Climate data for Lentas
| Month | Jan | Feb | Mar | Apr | May | Jun | Jul | Aug | Sep | Oct | Nov | Dec | Year |
| Record high °C (°F) | 21.9 (71.4) | 25.2 (77.4) | 24.2 (75.6) | 29.7 (85.5) | 36.7 (98.1) | 39.6 (103.3) | 43.3 (109.9) | 42.7 (108.9) | 36.7 (98.1) | 33.2 (91.8) | 27.2 (81.0) | 23.3 (73.9) | 43.3 (109.9) |
| Mean daily maximum °C (°F) | 16.3 (61.3) | 16.7 (62.1) | 17.9 (64.2) | 21.3 (70.3) | 24.8 (76.6) | 29.0 (84.2) | 33.0 (91.4) | 32.8 (91.0) | 29.7 (85.5) | 25.7 (78.3) | 22.0 (71.6) | 18.2 (64.8) | 24.0 (75.1) |
| Daily mean °C (°F) | 13.8 (56.8) | 14.1 (57.4) | 15.2 (59.4) | 18.2 (64.8) | 21.6 (70.9) | 25.6 (78.1) | 29.4 (84.9) | 29.4 (84.9) | 26.6 (79.9) | 22.9 (73.2) | 19.4 (66.9) | 15.8 (60.4) | 21.0 (69.8) |
| Mean daily minimum °C (°F) | 11.3 (52.3) | 11.6 (52.9) | 12.4 (54.3) | 15.1 (59.2) | 18.3 (64.9) | 22.2 (72.0) | 25.8 (78.4) | 26.1 (79.0) | 23.5 (74.3) | 20.0 (68.0) | 16.9 (62.4) | 13.3 (55.9) | 18.0 (64.5) |
| Record low °C (°F) | 2.3 (36.1) | 2.3 (36.1) | 3.9 (39.0) | 7.8 (46.0) | 12.8 (55.0) | 16.3 (61.3) | 20.8 (69.4) | 22.3 (72.1) | 15.2 (59.4) | 14.3 (57.7) | 10.2 (50.4) | 5.3 (41.5) | 2.3 (36.1) |
| Average rainfall mm (inches) | 82.2 (3.24) | 61.7 (2.43) | 41.1 (1.62) | 13.6 (0.54) | 8.8 (0.35) | 5.4 (0.21) | 0.1 (0.00) | 1.1 (0.04) | 10.3 (0.41) | 30.2 (1.19) | 45.1 (1.78) | 61.0 (2.40) | 360.6 (14.21) |
Source: National Observatory of Athens Monthly Bulletins (Dec 2011-Jan 2024) and World Meteorological Organization

== History ==
Lentas has been inhabited since the Neolithic and Early Minoan period (3rd millennium BC). Lentas (Λεβήνη) was one of the two harbours of Gortyn, which became the most prominent city of Crete after the fall of Knossos. At the beginning of the 4th century BC, the Gortynians established a sanctuary of Asclepius at the harbour. An earthquake in 46 BC destroyed the city, but it was subsequently rebuilt. Gortyn became the capital of the province during the Roman era, which also comprised Cyrenaica (now eastern Libya). It is believed that Leben became a sanatorium where sick wealthy Romans, mainly from North Africa, received treatment. The treatment consisted of a diet with mineral water from an ancient spring near the temple of Asklepios, which was believed to have therapeutic properties and local fruits. In the early Christian and Byzantine periods, a small settlement developed and a basilica was erected. The small Byzantine church of St. John was built in the 14th century.

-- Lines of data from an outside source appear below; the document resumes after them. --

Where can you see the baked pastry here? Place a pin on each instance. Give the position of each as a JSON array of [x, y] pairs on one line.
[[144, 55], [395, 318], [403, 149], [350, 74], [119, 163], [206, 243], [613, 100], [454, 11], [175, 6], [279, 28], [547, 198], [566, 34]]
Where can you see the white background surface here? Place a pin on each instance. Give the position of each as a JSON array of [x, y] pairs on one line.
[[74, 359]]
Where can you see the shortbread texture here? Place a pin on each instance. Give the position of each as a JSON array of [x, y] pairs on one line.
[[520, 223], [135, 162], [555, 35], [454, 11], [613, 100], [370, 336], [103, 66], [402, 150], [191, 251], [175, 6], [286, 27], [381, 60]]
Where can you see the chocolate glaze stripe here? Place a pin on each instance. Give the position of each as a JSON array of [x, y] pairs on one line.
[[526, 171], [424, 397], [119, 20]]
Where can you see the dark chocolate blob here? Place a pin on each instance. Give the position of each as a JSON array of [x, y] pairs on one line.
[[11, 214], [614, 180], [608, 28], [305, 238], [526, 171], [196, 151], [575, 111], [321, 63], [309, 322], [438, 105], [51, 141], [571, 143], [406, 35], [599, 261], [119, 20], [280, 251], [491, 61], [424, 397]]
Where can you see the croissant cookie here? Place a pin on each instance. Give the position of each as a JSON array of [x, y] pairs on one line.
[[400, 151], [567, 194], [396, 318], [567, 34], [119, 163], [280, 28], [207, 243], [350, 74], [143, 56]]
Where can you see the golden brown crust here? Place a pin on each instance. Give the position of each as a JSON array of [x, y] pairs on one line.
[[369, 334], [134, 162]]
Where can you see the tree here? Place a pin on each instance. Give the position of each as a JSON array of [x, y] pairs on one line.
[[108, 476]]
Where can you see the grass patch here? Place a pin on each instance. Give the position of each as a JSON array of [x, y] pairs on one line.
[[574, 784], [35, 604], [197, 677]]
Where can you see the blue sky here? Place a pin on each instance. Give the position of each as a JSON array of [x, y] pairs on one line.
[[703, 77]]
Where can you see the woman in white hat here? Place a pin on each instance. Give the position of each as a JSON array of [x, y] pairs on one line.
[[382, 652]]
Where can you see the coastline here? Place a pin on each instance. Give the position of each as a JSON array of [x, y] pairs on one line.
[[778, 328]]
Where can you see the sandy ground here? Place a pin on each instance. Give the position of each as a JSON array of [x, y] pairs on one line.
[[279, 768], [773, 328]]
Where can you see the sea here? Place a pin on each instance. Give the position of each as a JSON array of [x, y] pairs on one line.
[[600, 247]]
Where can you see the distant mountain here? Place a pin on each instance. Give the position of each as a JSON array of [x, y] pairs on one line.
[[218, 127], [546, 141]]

The archaeological investigation of the site started after the first visit of the English captain H. Spratt, in the middle of the 19th century. Excavations were carried out by the Italian Archaeological School at Athens in 1900, 1910, and 1912–13, and revealed the sanctuary and other buildings. Since then no excavation had taken place in the ancient city until recent years when the investigations of the Greek Archaeological Service brought to light the Minoan settlement and graves. The archaeological area comprises the sanctuary of Asclepius and the Byzantine church of St John.

Today, Lentas is a popular tourist destination and has rural and stock farming activities.